PRAC Chairman Mohammad Younus Dagha welcomed the elimination of Super Tax across several slabs for businesses earning between PKR 150 million and PKR 500 million, with the maximum rate capped at 8 percent for higher income tiers, noting that this would enhance liquidity and support investment.

He similarly commended the reduction in combined advance and minimum income tax on export revenues from 2.0 percent to 1.25 percent, alongside the extension of the concessional Export Refinance Scheme at 4.5 percent, backed by PKR 88 billion — a timely intervention to ease working capital pressures and sustain export competitiveness amid elevated financing costs.

Mohammad Younus Dagha also welcomed the extension of the 0.25 percent Final Tax Regime for IT and digital exporters through June 30, 2029, describing it as an important signal of policy continuity for Pakistan’s expanding digital economy, and acknowledged the budget’s emphasis on digital payments, financial inclusion, targeted farmer financing, climate-resilient housing, and green mobility, provided these initiatives are implemented transparently with measurable outcomes.

Despite these positives, PRAC expressed concern over the limited relief extended to the salaried class. While selective tax rate reductions and abolition of the 9 percent surcharge are welcome, the minimum taxable threshold remains unchanged at PKR 600,000.

Against renewed inflationary pressures, rising utility costs, and a projected 12 percent increase in Petroleum Development Levy collections to PKR 1.68 trillion, lower-income salaried workers may face additional burden through higher transport and essential commodity costs — despite already belonging to the documented taxpayer base.

PRAC’s most serious reservations concern the budget’s failure to address Pakistan’s core fiscal vulnerabilities. Debt servicing obligations budgeted at PKR 8,054 billion constitute 68.5 percent of net federal revenues, while unfunded pension liabilities have reached PKR 1,169 billion. These fixed obligations critically constrain fiscal space for development and social spending.

The Council stressed that sustainable consolidation requires expenditure rationalisation, tax base expansion, pension reform, and restructuring of loss-making state-owned enterprises — none substantively addressed in the current budget.

The Public Sector Development Programme, capped at PKR 1,000 billion, also drew concern.
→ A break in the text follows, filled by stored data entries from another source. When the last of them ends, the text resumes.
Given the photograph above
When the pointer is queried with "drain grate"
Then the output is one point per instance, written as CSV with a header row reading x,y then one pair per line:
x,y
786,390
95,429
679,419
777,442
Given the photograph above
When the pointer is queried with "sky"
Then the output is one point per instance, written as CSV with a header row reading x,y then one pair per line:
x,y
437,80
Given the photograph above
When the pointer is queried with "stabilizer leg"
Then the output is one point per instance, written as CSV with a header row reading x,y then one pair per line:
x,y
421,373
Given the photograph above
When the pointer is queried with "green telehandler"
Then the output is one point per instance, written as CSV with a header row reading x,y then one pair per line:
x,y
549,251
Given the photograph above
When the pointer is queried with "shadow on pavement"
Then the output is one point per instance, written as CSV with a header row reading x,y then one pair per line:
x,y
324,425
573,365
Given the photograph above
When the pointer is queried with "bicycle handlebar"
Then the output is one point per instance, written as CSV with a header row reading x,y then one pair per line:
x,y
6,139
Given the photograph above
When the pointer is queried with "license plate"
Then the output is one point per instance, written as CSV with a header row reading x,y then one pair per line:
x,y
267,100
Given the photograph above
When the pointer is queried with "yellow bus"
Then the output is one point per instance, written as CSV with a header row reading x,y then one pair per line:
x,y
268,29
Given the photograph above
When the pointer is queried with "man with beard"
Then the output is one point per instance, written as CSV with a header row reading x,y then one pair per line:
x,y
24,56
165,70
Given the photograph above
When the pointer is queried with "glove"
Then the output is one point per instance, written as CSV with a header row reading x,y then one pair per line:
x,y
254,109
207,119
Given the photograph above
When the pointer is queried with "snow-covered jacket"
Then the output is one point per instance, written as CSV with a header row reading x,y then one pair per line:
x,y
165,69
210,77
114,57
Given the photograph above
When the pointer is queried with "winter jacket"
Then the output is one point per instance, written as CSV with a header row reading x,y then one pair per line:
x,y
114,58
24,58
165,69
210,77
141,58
Adjusted for inflation, this represents a contraction in real development spending, risking further deterioration across transport, logistics, urban services, and climate resilience.

Mr. Dagha stressed that public investment must be protected and directed toward high-impact projects advancing productivity, exports, and employment.

PRAC cautioned against the sharp reduction in withholding tax on international card transactions from 5.0 percent to 0.5 percent, warning it could pressure foreign exchange reserves by encouraging non-essential dollar outflows.

On retail taxation, the Council warned that the Fixed Tax Asaan Scheme, without phased POS integration and robust verification, risks misuse by larger businesses seeking to circumvent effective compliance — undermining its documentation objectives.

The Council urged stronger measures supporting industrial growth, export competitiveness, and productive investment, emphasising that Pakistan’s economic policy must transition from short-term fiscal balancing to a sustainable growth model anchored in exports, investment, innovation, and institutional reform.

PRAC concluded that while Budget 2026-27 contains constructive measures across several sectors, its effectiveness will ultimately depend on disciplined implementation and the political will to pursue the structural reforms necessary to restore fiscal credibility and long-term economic stability.